In 1857, Ingram established a sawmill in the Chippewa Valley of Wisconsin with Donald Kennedy and Alexander M. Dole. Their systematic deforestation led to the establishment of new towns across the valley. They established lumber yards in Wabasha, Minnesota, and Dubuque, Iowa. By 1881, the concern became known as the Empire Lumber Company. It was headquartered in Eau Claire, Wisconsin. Meanwhile, the lumber yard in Wabasha became the Wabasha Lumber Company and the one in Dubuque became known as the Standard Lumber Company. Ingram served as the president of both companies. He was also the founder and president of the Rice Lake Lumber Company in Rice Lake, Wisconsin. Additionally, he was an early investor in Friedrich Weyerhäuser's timber investments, later known as the Weyerhaeuser corporation.

Ingram played an active role in the development of Eau Claire. He served as the President of the Eau Claire Water Works Company. He also served as the President of the Eau Claire National Bank and the Union National Bank.

In Canada, Ingram served as the Treasurer of the Anthracite Coal Company, which operated in Anthracite, Alberta.

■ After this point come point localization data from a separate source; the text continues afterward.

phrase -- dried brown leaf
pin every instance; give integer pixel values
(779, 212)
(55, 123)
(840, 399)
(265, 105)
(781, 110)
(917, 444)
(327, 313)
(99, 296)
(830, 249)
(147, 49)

Ingram published his autobiography.

==Philanthropy==
Ingram was an active philanthropist in Eau Claire, where he was a member of YMCA locally and paid for the construction of its headquarters. He donated the statue of Adin Randall which stands in Randall Park, a public park in Eau Claire. He served on the board of trustees of the Wisconsin Congregational Church and Ripon College, as well as on the Wisconsin State Capitol commission. He made financial contributions to the American Red Cross.

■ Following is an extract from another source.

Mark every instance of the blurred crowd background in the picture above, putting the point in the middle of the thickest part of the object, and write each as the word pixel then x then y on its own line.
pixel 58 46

Upon losing his son Charles, he built the Charles H. Ingram Memorial Congregational Church in Washington, D.C. Its foundation stone was laid by President William Howard Taft, when he was joined by Senator Robert M. La Follette and Congressman John J. Esch. The church included a school and a swimming pool. Ingram rationalized the presence of a swimming pool by stressing, "Cleanliness Is Next to Godliness." The church still stands today on the corner of Massachusetts Avenue and 10th Street, across from Lincoln Park The building was purchased in March 1986 by the Capitol Hill Seventh-day Adventist Church congregation.

After he was widowed, Ingram established the Cornelia Pierce Ingram Memorial Community House in honor of his wife.

==Personal life==
He married Cornelia Pierce Ingram on December 11, 1851. They had two sons, Charles H. Ingram, who predeceased him, and Erskine B. Ingram, as well as two daughters, Fanny, who predeceased him, and Miriam, who married Edward S. Hayes. They resided on Third Avenue and Hudson Street in Eau Claire, Wisconsin. His wife predeceased him, dying in 1911.

==Death==
He died on October 16, 1918, at the age of 88, leaving an estate estimated to be worth over one million dollars. He was buried at the Lake View Cemetery in Eau Claire.

==Secondary source==
- Charles Twining. Downriver: Orrin H. Ingram and the Empire Lumber Company. Madison, Wisconsin: Wisconsin Historical Society. 1975.